This story tells the tale of 3 young people separated by the events of World War II. The central character is 21 year old Emi Kato, the daughter of a Japanese diplomat living in America as the war begins.

Emi is an outspoken, well traveled  and risk taking woman who forms a strong friendship with Leo Hartmann, a Jewish boy whilst they are both living in Vienna.  Not long after the relationship begins, the Hartmann’s are forced to flee the Germans and find themselves living in the Japanese controlled ghettos of Shanghai. Emi and her family travel to America and as the war rages on, Emi is imprisoned in an internment camp in Texas.

Whilst in the camp Emi meets Christian Lange, a well to do teenager from Wisconsin whose German born parents had been arrested as being anti-American.

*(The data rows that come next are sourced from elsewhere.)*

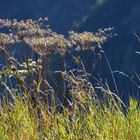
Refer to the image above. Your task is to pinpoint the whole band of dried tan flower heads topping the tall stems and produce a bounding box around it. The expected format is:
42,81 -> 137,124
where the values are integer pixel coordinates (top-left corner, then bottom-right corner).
0,18 -> 111,56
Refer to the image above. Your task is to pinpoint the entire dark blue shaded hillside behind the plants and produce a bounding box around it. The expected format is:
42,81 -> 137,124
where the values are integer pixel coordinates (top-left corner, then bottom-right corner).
0,0 -> 140,103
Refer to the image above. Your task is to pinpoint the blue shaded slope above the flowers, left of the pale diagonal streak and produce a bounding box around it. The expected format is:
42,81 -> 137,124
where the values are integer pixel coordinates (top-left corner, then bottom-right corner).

In the internment camp the Japanese and Germans are housed separately but inevitably Emi and Christian fall in love only to be ultimately separated.

After Emi begins an arduous boat journey back to Japan, Christian enlists with the US Army. He finds himself in the bloody battle fields of the Pacific. At the same time Emi is living in a Japan that she does not recognise and living in conditions not much better than those in the internment camp.

Will Emi ever be reunited with Leo and Christian?

Tanabe’s novel is captivating as she describes how the 3 young people endure the horrors of war. They each narrate their own experiences. The author takes us on a journey of the world during WWII and introduces us to lesser known stories of the war, including the fact that 11,000 Germans were interned alongside the Japanese in America and the fact that Shanghai became an unlikely refuge for Jews escaping Europe. My only criticism is that the book is about 200 pages too long and the detail of some of the war’s events could have been shortened. Nonetheless an enjoyable novel.